Just wanted to say I really applaud and respect you. These days, too often people get what 'they want' without thinking about the implications for the dog. The biggest reason for dogs being put into rescue is that they cannot cope being left alone while the owner works. It is so sad - when I was young people didn't get a dog unless there was someone there for a lot of the day - things have changed so much.

Completely respect you and I wish more people felt that way.


----------



## Sarah1983 (Nov 2, 2011)

lilythepink said:


> If I asked my mini dakkie to go for a walk on a cold and wet miserable january morning at 6am before I left for work I think he would head for the hills.lol.

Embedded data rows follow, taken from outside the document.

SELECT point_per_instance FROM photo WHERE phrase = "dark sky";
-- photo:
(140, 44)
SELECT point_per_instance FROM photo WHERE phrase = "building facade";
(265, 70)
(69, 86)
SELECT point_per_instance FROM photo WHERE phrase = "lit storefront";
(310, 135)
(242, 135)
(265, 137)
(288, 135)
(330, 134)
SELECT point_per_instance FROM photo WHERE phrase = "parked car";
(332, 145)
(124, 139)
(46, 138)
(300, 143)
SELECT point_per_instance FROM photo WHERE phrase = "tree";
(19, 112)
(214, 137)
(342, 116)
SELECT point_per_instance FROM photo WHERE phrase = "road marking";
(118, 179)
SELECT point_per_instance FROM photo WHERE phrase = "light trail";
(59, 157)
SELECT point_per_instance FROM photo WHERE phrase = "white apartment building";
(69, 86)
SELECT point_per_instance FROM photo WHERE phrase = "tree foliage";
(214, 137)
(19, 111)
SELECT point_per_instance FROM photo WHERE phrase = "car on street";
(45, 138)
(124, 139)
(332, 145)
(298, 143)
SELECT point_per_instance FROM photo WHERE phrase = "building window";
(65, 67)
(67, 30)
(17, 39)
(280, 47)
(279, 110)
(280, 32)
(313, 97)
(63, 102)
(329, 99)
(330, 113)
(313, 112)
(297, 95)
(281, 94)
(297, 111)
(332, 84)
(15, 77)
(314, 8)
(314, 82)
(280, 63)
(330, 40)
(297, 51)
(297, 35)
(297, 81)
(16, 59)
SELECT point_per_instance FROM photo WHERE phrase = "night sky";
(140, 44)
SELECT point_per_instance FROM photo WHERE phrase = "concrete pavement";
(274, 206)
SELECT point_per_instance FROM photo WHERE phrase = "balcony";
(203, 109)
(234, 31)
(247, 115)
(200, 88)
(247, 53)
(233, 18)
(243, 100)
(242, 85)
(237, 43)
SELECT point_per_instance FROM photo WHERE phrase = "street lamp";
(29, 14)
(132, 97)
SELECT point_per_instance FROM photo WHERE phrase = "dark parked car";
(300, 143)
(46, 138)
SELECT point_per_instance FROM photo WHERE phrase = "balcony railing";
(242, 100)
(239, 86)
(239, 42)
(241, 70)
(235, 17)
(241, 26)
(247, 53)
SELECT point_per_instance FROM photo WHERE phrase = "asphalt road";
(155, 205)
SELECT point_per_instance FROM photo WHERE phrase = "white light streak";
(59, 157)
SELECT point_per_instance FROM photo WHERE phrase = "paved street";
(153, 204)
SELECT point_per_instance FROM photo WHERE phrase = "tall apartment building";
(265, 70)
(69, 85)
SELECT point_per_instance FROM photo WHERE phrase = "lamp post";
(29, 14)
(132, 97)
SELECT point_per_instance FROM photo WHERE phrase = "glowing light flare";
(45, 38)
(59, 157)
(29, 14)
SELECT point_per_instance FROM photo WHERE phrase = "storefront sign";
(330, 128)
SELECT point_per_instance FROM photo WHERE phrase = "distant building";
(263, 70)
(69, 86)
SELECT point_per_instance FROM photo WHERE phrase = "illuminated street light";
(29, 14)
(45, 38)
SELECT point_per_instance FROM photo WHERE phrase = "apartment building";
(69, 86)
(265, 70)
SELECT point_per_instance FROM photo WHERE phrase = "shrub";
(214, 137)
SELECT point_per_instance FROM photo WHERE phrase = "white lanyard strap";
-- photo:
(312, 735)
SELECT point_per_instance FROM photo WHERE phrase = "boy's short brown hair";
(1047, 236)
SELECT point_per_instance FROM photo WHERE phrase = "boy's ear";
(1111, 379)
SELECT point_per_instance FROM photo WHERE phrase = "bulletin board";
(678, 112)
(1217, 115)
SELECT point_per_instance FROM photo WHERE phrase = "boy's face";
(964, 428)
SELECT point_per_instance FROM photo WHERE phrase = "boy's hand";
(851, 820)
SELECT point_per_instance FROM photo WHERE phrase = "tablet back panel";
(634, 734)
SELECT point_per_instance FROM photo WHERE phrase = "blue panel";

Wish I could be so dedicated.lol
> 
> He sleeps in a crate at night but doesn't like to be disturbed until at least noon on a good day and even later if its cold.


I left for work at 6am and got home at 7:30pm when I worked a day shift, Rupert was dragged out at 5am, kicking and screaming if necessary. He was far from a morning dog lol. But he needed that walk. My ex left at 10am and was home by 4pm but he did nothing with him except take him out for a pee before leaving and on getting home and then be in the house with him.


----------



## lilythepink (Jul 24, 2013)

Sarah1983 said:


> I left for work at 6am and got home at 7:30pm when I worked a day shift, Rupert was dragged out at 5am, kicking and screaming if necessary. He was far from a morning dog lol. But he needed that walk. My ex left at 10am and was home by 4pm but he did nothing with him except take him out for a pee before leaving and on getting home and then be in the house with him.


I consider myself very very lucky....I am at home all day and we have a farm so when the dakkie eventually decides to wake up, he can go outside and play for as long as he likes...or doesn't.There is no time factor.


----------



## MollySmith (May 7, 2012)

We wanted a dog from the moment we got a house together. But I was working long hours in a publishing firm, my husband was on a mix of different shifts including nights plus overtime. We got a much loved cat instead who gave us an insight in responsibilities that pets bring without the rigours of a dog. Dogs are awesome but we waited until my husband retired before we rescued Molly.

You have to think about cost. A dog walker plus training classes and then all the obvious costs of having a dog add up. That's 5 times a week every week apart from holidays. That is a lot of money.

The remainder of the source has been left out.